WeWorkのコワーキング・スペースは、自然光が入る空間や、木材、石などの温かみのある素材に鮮やかな色のインテリアなど、おしゃれで遊び心を感じさせる内装が特徴だ。しかしこれらのインテリアの意図は、単に空間をスタイリッシュにすることではない。ユーザーのストレスを軽減し、クリエティビティを増すことにある。
「気分が良いと、コーヒーを飲みながらほかの人と自然に会話が生まれる。視野が広がって、コネクションもできます」
個室オフィスや会議室などを区切るパーテーションには、透明のガラスが使われている。これは、入居者に互いの熱意を共有させるのが狙いだ。
「小さなオフィスでは全員が友達のようなもの」とミゲルは言う。誰かが成果を上げれば、所属に関係なく祝福しあう。空間の随所に会員のモチベーションを上げるための工夫がなされているのだ。
データサイエンティストが空間を分析
彼らは決して、最適な空間設計への確固とした「解」を手にしているわけではない。オフィスを最適化するには、入居者の属性と空間の活用度合いの複雑な因果関係を理解する必要がある。
ある地域で満足度が高いレイアウトが、ほかの地域でも成功するとは限らないからだ。そこでWeWorkが活用するのが機械学習である。
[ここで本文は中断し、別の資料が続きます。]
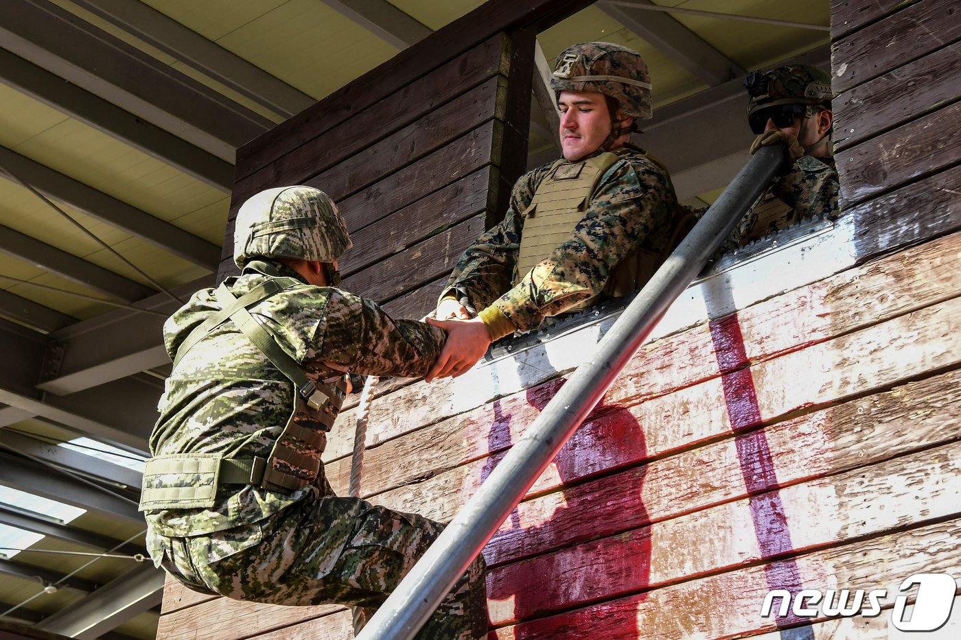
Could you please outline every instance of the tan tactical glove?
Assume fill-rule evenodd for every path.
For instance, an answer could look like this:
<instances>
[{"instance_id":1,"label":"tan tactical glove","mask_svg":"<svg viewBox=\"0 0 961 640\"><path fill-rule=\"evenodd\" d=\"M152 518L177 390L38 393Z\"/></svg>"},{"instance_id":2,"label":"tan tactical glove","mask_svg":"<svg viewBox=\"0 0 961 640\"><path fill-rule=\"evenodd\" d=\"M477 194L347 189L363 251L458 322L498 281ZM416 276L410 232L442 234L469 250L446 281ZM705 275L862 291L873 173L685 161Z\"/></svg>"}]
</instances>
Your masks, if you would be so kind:
<instances>
[{"instance_id":1,"label":"tan tactical glove","mask_svg":"<svg viewBox=\"0 0 961 640\"><path fill-rule=\"evenodd\" d=\"M782 131L766 131L755 137L754 141L751 144L751 155L753 156L763 146L779 144L781 142L787 147L787 155L791 160L791 164L794 164L799 158L804 155L804 147L801 146L798 138Z\"/></svg>"}]
</instances>

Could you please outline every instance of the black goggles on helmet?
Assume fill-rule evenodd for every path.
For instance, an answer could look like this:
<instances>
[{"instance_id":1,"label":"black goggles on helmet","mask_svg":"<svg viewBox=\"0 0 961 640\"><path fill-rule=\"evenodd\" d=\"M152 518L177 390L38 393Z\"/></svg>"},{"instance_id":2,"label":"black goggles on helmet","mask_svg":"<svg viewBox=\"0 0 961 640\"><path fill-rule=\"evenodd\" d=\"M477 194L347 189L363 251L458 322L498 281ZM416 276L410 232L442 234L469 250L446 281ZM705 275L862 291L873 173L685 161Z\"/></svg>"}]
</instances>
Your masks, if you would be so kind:
<instances>
[{"instance_id":1,"label":"black goggles on helmet","mask_svg":"<svg viewBox=\"0 0 961 640\"><path fill-rule=\"evenodd\" d=\"M768 120L775 123L778 129L786 129L794 124L798 116L803 115L809 105L776 105L758 109L748 116L748 124L754 134L763 134Z\"/></svg>"}]
</instances>

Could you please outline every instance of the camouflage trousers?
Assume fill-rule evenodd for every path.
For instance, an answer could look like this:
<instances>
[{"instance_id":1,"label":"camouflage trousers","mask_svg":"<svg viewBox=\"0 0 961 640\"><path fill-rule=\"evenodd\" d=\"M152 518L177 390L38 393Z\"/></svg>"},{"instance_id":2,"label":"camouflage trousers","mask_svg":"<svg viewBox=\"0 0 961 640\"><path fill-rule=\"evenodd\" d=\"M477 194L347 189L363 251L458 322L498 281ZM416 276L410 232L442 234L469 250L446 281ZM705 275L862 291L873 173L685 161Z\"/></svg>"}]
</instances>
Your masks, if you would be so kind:
<instances>
[{"instance_id":1,"label":"camouflage trousers","mask_svg":"<svg viewBox=\"0 0 961 640\"><path fill-rule=\"evenodd\" d=\"M328 529L345 524L345 516L353 518L346 523L352 525L347 543L332 549ZM167 538L164 547L173 561L164 566L191 589L236 600L376 608L436 539L443 525L357 498L328 495L295 503L259 528L259 544L209 564L203 562L210 548L209 536ZM484 578L483 558L478 556L416 637L486 637Z\"/></svg>"}]
</instances>

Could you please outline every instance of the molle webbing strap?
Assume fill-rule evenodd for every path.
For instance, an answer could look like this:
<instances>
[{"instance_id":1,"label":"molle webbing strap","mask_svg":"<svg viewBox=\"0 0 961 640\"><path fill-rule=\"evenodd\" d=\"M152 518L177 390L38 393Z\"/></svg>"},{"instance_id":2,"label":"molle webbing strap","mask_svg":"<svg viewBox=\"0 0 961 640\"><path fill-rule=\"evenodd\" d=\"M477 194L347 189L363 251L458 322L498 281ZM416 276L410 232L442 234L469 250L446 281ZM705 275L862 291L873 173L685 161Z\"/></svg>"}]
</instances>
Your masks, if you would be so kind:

「私たちはソフトウェア会社のように業務を行っています」とミゲルは言う。
WeWorkにはデータサイエンティストがおり、会員からのフィードバックや稼働状況などのビッグデータを分析し、空間やオペレーションシステムに反映させながら、会員のユーザー・エクスペリエンスを上げるための「更新」を常に行っている。
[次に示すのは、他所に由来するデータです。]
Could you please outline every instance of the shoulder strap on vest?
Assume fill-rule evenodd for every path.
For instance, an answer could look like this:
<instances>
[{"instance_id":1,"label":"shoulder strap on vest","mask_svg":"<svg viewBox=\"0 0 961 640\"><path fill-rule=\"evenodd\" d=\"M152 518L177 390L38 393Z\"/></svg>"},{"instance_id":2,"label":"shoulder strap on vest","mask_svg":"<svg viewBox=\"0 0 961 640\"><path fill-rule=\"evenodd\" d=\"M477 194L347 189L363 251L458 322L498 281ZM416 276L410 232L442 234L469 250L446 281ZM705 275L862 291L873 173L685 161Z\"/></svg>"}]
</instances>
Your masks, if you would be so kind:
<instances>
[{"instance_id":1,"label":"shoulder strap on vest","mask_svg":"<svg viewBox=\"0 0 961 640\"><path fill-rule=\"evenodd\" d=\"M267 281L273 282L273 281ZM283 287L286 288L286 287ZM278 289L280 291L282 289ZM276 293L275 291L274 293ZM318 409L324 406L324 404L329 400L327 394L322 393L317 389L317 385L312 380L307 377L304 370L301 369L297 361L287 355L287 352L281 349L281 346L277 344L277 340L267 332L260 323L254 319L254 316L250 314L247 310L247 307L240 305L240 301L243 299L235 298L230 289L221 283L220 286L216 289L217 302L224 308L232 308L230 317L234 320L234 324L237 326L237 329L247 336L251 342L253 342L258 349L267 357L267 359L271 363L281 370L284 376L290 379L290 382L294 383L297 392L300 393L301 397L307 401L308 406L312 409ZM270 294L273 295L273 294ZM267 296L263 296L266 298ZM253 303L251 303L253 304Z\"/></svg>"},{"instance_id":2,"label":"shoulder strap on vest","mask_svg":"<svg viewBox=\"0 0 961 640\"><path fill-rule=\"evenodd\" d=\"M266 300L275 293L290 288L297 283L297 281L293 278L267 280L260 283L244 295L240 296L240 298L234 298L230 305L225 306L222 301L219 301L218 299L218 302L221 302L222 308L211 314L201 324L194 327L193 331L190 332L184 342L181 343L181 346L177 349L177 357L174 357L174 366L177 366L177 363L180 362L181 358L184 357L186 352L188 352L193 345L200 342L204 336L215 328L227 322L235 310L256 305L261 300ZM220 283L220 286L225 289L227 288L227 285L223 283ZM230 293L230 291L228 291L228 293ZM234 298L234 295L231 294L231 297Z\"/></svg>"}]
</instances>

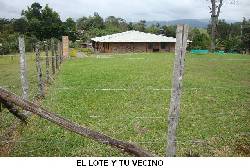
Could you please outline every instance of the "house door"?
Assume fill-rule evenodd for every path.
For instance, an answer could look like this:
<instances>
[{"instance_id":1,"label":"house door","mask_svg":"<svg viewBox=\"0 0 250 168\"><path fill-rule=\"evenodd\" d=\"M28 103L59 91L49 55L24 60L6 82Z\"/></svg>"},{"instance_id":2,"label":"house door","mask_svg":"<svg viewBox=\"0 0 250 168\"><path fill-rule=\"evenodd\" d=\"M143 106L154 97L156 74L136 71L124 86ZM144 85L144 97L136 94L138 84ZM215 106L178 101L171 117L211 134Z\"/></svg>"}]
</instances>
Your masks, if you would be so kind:
<instances>
[{"instance_id":1,"label":"house door","mask_svg":"<svg viewBox=\"0 0 250 168\"><path fill-rule=\"evenodd\" d=\"M160 45L159 43L153 44L153 52L159 52L160 51Z\"/></svg>"}]
</instances>

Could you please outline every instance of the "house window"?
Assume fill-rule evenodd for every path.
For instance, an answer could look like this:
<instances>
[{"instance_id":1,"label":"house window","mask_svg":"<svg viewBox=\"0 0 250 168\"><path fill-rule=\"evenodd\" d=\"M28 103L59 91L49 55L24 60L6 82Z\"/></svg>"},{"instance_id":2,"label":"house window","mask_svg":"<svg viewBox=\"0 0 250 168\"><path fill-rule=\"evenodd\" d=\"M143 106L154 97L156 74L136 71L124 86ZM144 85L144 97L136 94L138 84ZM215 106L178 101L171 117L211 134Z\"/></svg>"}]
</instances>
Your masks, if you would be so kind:
<instances>
[{"instance_id":1,"label":"house window","mask_svg":"<svg viewBox=\"0 0 250 168\"><path fill-rule=\"evenodd\" d=\"M153 43L148 43L148 49L153 49Z\"/></svg>"},{"instance_id":2,"label":"house window","mask_svg":"<svg viewBox=\"0 0 250 168\"><path fill-rule=\"evenodd\" d=\"M166 49L167 43L161 43L161 49Z\"/></svg>"}]
</instances>

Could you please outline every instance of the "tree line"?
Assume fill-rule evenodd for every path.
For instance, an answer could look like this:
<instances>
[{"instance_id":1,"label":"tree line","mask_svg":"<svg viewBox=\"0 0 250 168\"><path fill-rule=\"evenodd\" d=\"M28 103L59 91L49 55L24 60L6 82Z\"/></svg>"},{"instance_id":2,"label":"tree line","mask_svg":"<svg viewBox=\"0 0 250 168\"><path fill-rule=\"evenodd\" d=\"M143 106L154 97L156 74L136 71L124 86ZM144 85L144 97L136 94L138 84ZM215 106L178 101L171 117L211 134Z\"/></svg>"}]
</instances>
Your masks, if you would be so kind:
<instances>
[{"instance_id":1,"label":"tree line","mask_svg":"<svg viewBox=\"0 0 250 168\"><path fill-rule=\"evenodd\" d=\"M237 23L219 20L215 32L216 49L227 52L249 51L249 25L250 20L245 18ZM189 39L192 43L189 49L210 49L211 29L211 24L207 29L191 28ZM22 11L18 19L0 18L0 54L17 52L17 37L20 34L26 36L26 51L32 51L37 41L61 39L63 35L69 36L72 47L77 47L79 43L89 42L92 37L128 30L175 37L176 25L147 25L145 20L133 23L115 16L102 18L96 12L77 20L67 18L62 21L60 15L48 5L42 7L39 3L33 3Z\"/></svg>"}]
</instances>

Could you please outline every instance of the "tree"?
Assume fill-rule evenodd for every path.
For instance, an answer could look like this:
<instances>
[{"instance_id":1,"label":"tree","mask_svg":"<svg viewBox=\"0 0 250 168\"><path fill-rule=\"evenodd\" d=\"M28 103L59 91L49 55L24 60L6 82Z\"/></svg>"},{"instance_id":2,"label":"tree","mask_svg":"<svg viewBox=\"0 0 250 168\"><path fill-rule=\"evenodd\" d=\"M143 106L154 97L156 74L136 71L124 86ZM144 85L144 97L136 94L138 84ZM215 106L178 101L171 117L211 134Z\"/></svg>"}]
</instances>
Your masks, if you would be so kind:
<instances>
[{"instance_id":1,"label":"tree","mask_svg":"<svg viewBox=\"0 0 250 168\"><path fill-rule=\"evenodd\" d=\"M223 0L210 0L211 1L211 7L210 13L211 13L211 50L215 51L216 47L216 25L218 23L218 18L220 15L220 10L223 5Z\"/></svg>"},{"instance_id":2,"label":"tree","mask_svg":"<svg viewBox=\"0 0 250 168\"><path fill-rule=\"evenodd\" d=\"M59 38L64 34L59 14L48 5L42 8L39 3L33 3L27 10L22 11L22 16L27 20L29 36L44 40Z\"/></svg>"},{"instance_id":3,"label":"tree","mask_svg":"<svg viewBox=\"0 0 250 168\"><path fill-rule=\"evenodd\" d=\"M159 25L150 25L149 27L146 28L146 32L148 33L153 33L153 34L160 34L161 33L161 28Z\"/></svg>"},{"instance_id":4,"label":"tree","mask_svg":"<svg viewBox=\"0 0 250 168\"><path fill-rule=\"evenodd\" d=\"M168 37L175 37L176 36L176 25L164 25L162 26L163 34Z\"/></svg>"},{"instance_id":5,"label":"tree","mask_svg":"<svg viewBox=\"0 0 250 168\"><path fill-rule=\"evenodd\" d=\"M140 22L133 25L134 30L145 32L146 27L146 21L141 20Z\"/></svg>"},{"instance_id":6,"label":"tree","mask_svg":"<svg viewBox=\"0 0 250 168\"><path fill-rule=\"evenodd\" d=\"M192 40L189 48L192 49L208 49L210 38L207 33L201 32L199 29L195 28L190 32L189 38Z\"/></svg>"},{"instance_id":7,"label":"tree","mask_svg":"<svg viewBox=\"0 0 250 168\"><path fill-rule=\"evenodd\" d=\"M27 32L28 22L25 18L14 19L13 28L15 32L19 32L20 34L25 34Z\"/></svg>"}]
</instances>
例えば会議室。ユーザーの属性情報と会議室の稼働率を反復学習させることで、レイアウトごとに最も適した会議室の数やサイズのパターンを導きだしている。
こうして得られたデータは、デザイナーにフィードバックされる。特定のタイプの空間がうまく機能していることがわかれば、その要素をスタンダードな空間に取り入れる。空間のオーナーでありながら、設計、デザインまでを一手に行うWeWorkのビジネスモデルだからこそ、このように学びを次の設計に生かすことができる。
「10万人」と繋がるグローバルなネットワーク
会員同士の交流イベントも頻繁に開かれる。WeWork側が企画するものもあれば、会員が自主的に開催するものもあり、目的も、カジュアルな交流からビジネスアイデアの交換までさまざまだ。そこでは、給与相場などの生の情報や、専門的なアドバイスまでさまざまなやりとりが飛び交う。開発中の自社製品を試してもらうなどして、マーケティングに活用することも可能だ。
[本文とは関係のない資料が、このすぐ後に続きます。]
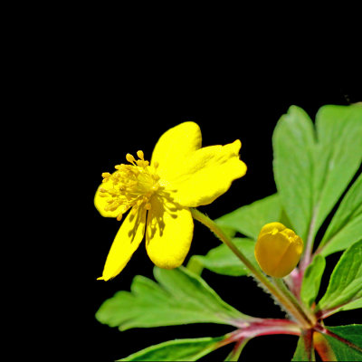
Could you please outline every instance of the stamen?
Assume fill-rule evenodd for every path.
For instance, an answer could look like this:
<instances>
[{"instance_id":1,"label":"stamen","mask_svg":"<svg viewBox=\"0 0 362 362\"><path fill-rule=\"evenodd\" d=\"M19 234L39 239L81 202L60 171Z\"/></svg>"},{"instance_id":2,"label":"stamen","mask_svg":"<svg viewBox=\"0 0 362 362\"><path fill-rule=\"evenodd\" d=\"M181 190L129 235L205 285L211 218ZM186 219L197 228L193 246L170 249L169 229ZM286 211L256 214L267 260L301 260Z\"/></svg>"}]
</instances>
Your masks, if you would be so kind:
<instances>
[{"instance_id":1,"label":"stamen","mask_svg":"<svg viewBox=\"0 0 362 362\"><path fill-rule=\"evenodd\" d=\"M123 214L122 214L122 213L119 213L119 215L117 216L117 220L118 220L118 221L122 220L122 216L123 216Z\"/></svg>"},{"instance_id":2,"label":"stamen","mask_svg":"<svg viewBox=\"0 0 362 362\"><path fill-rule=\"evenodd\" d=\"M149 203L147 203L146 205L145 205L145 208L146 208L146 210L151 210L151 204L149 204Z\"/></svg>"},{"instance_id":3,"label":"stamen","mask_svg":"<svg viewBox=\"0 0 362 362\"><path fill-rule=\"evenodd\" d=\"M117 220L130 209L131 215L136 215L141 208L151 209L150 199L159 192L159 176L156 174L158 163L155 162L149 167L149 162L145 160L143 151L137 151L138 160L128 153L126 159L131 165L116 165L112 174L102 173L103 182L108 182L105 187L100 187L100 196L106 198L105 211L116 212Z\"/></svg>"},{"instance_id":4,"label":"stamen","mask_svg":"<svg viewBox=\"0 0 362 362\"><path fill-rule=\"evenodd\" d=\"M138 157L138 158L140 158L142 161L145 160L145 155L143 153L143 151L137 151L137 156Z\"/></svg>"}]
</instances>

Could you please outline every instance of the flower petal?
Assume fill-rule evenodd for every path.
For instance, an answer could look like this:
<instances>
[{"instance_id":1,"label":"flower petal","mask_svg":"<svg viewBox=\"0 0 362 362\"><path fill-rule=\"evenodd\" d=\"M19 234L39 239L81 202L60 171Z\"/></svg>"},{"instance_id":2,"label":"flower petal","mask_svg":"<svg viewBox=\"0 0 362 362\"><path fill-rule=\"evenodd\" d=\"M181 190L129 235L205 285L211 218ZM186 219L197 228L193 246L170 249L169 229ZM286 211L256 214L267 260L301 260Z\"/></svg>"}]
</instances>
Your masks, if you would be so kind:
<instances>
[{"instance_id":1,"label":"flower petal","mask_svg":"<svg viewBox=\"0 0 362 362\"><path fill-rule=\"evenodd\" d=\"M104 197L104 194L102 194L100 189L103 188L110 188L110 181L104 182L100 185L96 191L96 195L94 195L94 205L100 214L104 217L117 217L119 214L119 210L115 211L106 211L104 208L108 205L107 200L109 197ZM102 196L103 195L103 196Z\"/></svg>"},{"instance_id":2,"label":"flower petal","mask_svg":"<svg viewBox=\"0 0 362 362\"><path fill-rule=\"evenodd\" d=\"M184 122L166 131L158 139L152 153L151 165L158 163L161 178L178 174L178 166L201 148L201 130L195 122Z\"/></svg>"},{"instance_id":3,"label":"flower petal","mask_svg":"<svg viewBox=\"0 0 362 362\"><path fill-rule=\"evenodd\" d=\"M134 215L131 210L121 224L110 247L100 280L108 281L118 275L129 262L145 234L146 209Z\"/></svg>"},{"instance_id":4,"label":"flower petal","mask_svg":"<svg viewBox=\"0 0 362 362\"><path fill-rule=\"evenodd\" d=\"M180 266L190 249L194 222L188 208L180 207L165 197L155 196L148 212L146 249L158 267Z\"/></svg>"},{"instance_id":5,"label":"flower petal","mask_svg":"<svg viewBox=\"0 0 362 362\"><path fill-rule=\"evenodd\" d=\"M166 187L173 190L175 202L196 207L212 203L225 193L232 182L245 175L246 165L239 159L239 139L225 146L200 148L179 165L179 176Z\"/></svg>"}]
</instances>

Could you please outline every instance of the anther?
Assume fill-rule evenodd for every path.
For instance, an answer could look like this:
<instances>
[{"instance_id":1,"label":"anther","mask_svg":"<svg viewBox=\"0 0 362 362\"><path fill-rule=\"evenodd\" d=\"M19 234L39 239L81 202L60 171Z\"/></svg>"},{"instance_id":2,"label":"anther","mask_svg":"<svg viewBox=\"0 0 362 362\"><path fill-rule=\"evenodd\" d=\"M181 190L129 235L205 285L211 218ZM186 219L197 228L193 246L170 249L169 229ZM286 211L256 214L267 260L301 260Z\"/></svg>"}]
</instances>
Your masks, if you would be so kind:
<instances>
[{"instance_id":1,"label":"anther","mask_svg":"<svg viewBox=\"0 0 362 362\"><path fill-rule=\"evenodd\" d=\"M146 210L151 210L151 204L147 203L147 204L145 205L145 208L146 208Z\"/></svg>"},{"instance_id":2,"label":"anther","mask_svg":"<svg viewBox=\"0 0 362 362\"><path fill-rule=\"evenodd\" d=\"M118 214L118 216L117 216L117 220L118 220L118 221L122 220L122 216L123 216L123 214L122 214L122 213L119 213L119 214Z\"/></svg>"},{"instance_id":3,"label":"anther","mask_svg":"<svg viewBox=\"0 0 362 362\"><path fill-rule=\"evenodd\" d=\"M143 151L137 151L137 156L138 157L138 158L140 158L142 161L145 159L145 155L143 153Z\"/></svg>"},{"instance_id":4,"label":"anther","mask_svg":"<svg viewBox=\"0 0 362 362\"><path fill-rule=\"evenodd\" d=\"M108 178L108 177L110 177L110 176L111 176L111 175L109 172L103 172L102 173L102 177L103 178Z\"/></svg>"}]
</instances>

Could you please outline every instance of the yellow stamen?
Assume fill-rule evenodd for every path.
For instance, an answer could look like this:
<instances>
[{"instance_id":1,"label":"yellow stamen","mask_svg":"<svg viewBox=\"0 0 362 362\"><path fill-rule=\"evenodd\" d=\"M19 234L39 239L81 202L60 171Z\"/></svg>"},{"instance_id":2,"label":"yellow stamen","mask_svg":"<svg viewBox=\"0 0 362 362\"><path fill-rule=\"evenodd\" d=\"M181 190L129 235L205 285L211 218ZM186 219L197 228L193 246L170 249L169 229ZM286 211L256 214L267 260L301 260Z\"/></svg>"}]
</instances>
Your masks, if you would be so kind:
<instances>
[{"instance_id":1,"label":"yellow stamen","mask_svg":"<svg viewBox=\"0 0 362 362\"><path fill-rule=\"evenodd\" d=\"M139 159L128 153L126 159L132 165L116 165L113 174L104 172L103 182L110 181L108 187L100 188L100 195L106 197L106 211L117 211L117 220L121 220L122 215L129 209L131 214L136 214L138 209L151 208L150 198L160 189L159 176L156 169L149 167L149 162L144 158L143 151L138 150L137 156Z\"/></svg>"}]
</instances>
このような交流はオフィス内にとどまらない。会員は専用のSNSで繋がっており、知りたい情報をポスティングすれば、世界中のさまざまな地域からレスポンス受けることができる。世界125カ所以上の拠点を繋ぐグローバルなネットワークも、彼らの強みである。
WeWorkが提供するのは、単に作業をこなすための「仕事場」ではない。オフィス空間は彼らを繋ぐ「触媒」に過ぎず、真の価値は、情熱や志を持った人々のハブとなるコミュニティ形成にある。
ミゲル・マケルビー◎WeWork共同創業者、チーフ・クリエイティブ・オフィサー。オレゴン大にて建築を専攻。卒業後は日本に渡り、英会話のスタートアップを立ち上げ、のちに売却。2008年にアダム・ニューマンからシェアオフィスの構想を聞き、建築会社の仕事を辞して「グリーンデスク」の創業に携わる。10年にWeWorkを共同創業した後はチーフ・クリエイティブ・オフィサーとして建築、建設及びデザインを取り仕切る。
アダム・ニューマン◎WeWorkCEO。イスラエル出身。2001にニューヨークに移り、08年に地域情報サイト「クレイグリスト」を使って自身のオフィスの又貸しを試みた際にシェアオフィスの着想を得る。エコフレンドリーなオフィスを売りにした「グリーンデスク」創業を経て、10年にミゲル・マケルビーと共にWeWorkを共同創業。16年に「アメリカで最もリッチな40歳以下の起業家」 8位に選出される。